Pada pangkat minus 15 ke atas, dunia kita sudah hilang, kosong. Kita menuju kefanaan. Di situlah kita mendekam nanti, bahwa kita ini kecil, kita tak ada apa-apanya di hadapan yang maha kuasa. Kita tak patut menyombongkan diri dengan pengetahuan yang sedikit. Pengetahuan yang seperti setitik air dari samudra luas.
Menyangkut dunia fana tadi, yang lazimnya disebut dunia akhirat. Kata akhirat sendiri berarti kiamat, musnah atau berantakan. Dari kemusnahan itu menurut sobat saya, Udin adalah proses menuju kesempurnaan, ke tempat yang paling nikmat yang dianugrakan tuhan. Untuk menjadi sebuah kupu-kupu, seekor ulat harus terlebih dahulu menghancurkan kecebongnya. Untuk menjadi benih seekor ikan harus menetaskan dulu telurnya. Atau ketika ibu ingin melahirkan, ia harus memecakan dulu ketuban perutnya. Dan untuk menuju ke hadiratnya, dunia terlebih dahulu dimusnahkan.

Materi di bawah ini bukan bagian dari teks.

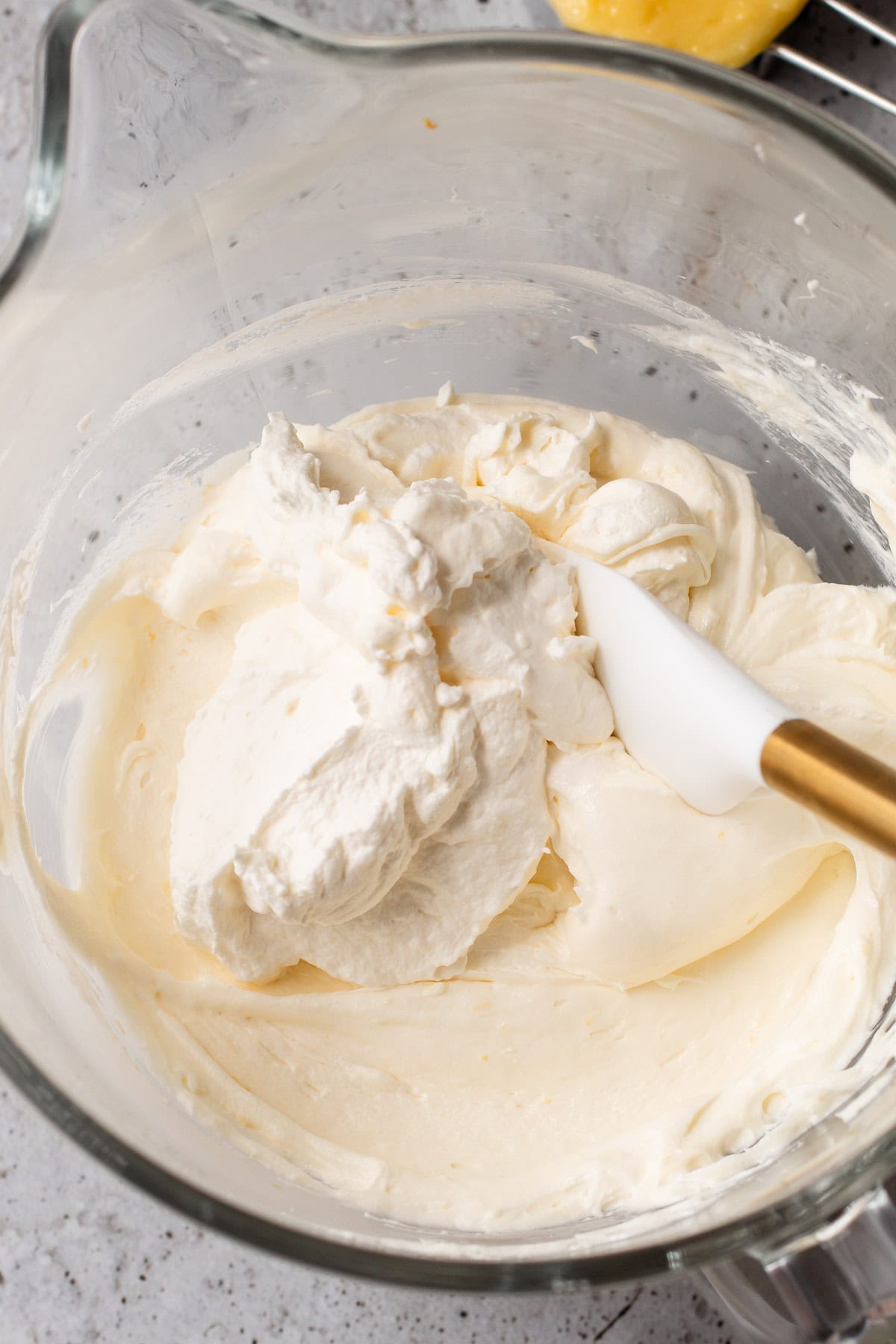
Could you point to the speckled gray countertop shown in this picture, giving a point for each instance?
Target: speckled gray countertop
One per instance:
(85, 1258)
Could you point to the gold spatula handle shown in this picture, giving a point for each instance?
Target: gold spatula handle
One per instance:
(830, 777)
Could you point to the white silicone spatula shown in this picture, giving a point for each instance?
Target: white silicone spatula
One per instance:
(685, 712)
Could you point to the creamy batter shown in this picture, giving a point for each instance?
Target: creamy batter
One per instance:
(370, 874)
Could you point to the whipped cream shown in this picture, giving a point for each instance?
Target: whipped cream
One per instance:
(373, 877)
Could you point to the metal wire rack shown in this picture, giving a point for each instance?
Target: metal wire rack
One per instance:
(781, 52)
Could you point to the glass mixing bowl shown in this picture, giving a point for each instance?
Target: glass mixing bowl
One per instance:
(228, 213)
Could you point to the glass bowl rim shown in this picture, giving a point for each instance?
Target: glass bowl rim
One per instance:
(790, 1216)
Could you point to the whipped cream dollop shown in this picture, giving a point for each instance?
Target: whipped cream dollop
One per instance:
(364, 789)
(374, 880)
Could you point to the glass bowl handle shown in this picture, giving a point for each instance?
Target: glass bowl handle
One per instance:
(828, 1287)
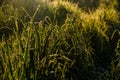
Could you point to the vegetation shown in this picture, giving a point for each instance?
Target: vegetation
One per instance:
(59, 40)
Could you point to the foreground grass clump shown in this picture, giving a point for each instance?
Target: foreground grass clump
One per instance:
(58, 40)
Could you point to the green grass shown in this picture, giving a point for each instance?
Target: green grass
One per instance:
(58, 40)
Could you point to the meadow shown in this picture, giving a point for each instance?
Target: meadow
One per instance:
(59, 40)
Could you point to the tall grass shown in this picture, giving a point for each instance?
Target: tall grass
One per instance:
(58, 40)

Surga atau neraka, I do no? Terserah, yang jelasnya aku sudah berusaha menjalani kehidupan menurut pemahamanku yang terbaik. Mengenai kehadiran api di neraka, atau kehadiran bidadari di surga masih dalam tanda tanya. Ada yang mengatakan bahwa titik terindah dari kenikmatan akhirat ada pada tataran akal. Dimana kenikmatan itu masih belum dapat dipikirkan, jadi asosiasi yang digambarkan tuhan berupa materi, seperti susu yang mengalir dan bidadari yang cantik. Dan menurut Udin, alam terendah adalah alam materi, jadi selama kita tidak bisa lepas dari materi, maka kualitas hidup kita masih di bawah dari sudut pandang tuhan. Alam tertinggi berada pada tataran akal, makanya disebutkan dalam Al-quran bahwa derajat orang berilmu lebih tinggi beberapa derajat dibanding orang yang tidak berilmu. Materi di sini hanya sebagai perangkat untuk beribadah kepada tuhan.
Pengetahuan, dimana kamu berasal? Begitu pula dengan ilmu, apakah engkau akan terus hidup? Ya.. kupikir engkau akan terus bernafas. Ilmu yang melahirkan teknologi tak akan pernah jenuh menjejaki bumi manusia. Ia akan terus bermetamorfosa, berkamuflase atau berevolusi. Manusia akan selalu haus, ia akan terus menerus mencari akar-akar ilmu, menerjemahkannya dalam bahasa manusia, lalu membuatnya sebagai produk yang layak jual. Penelitian terus berlanjut, ranah-ranah kritis mulai dirambah, laut dalam, gunung berapi, kutub-kutub es, gurun-gurun gersang, serta langit dan luar angkasa. Manusia terus memburu, mewujudkan mimpi yang terbayang-bayang di kepalanya.
Ilmu sudah diterjemakan sejak keberadaan manusia pertama, yaitu Adam. Ilmu alam yang ia peroleh berasal dari proses transformasi lewat indra, memahami alam secara kinestetik, terjun langsung, belajar dengan alam. Manusia-manusia awal menggunakan ilmu untuk menjamin kehidupan. Bagaimana cara menangkap rusa, membuat api, menombak ikan, lalu mencari ruang. Manusia generasi berikutnya menemukan teknik-teknik bercocok tanam, mengendarai kuda, membuka lahan dan membuat rumah (tempat berlindung). Ilmu terus hidup, akal manusia makin liar, dan alam makin diutak-atik.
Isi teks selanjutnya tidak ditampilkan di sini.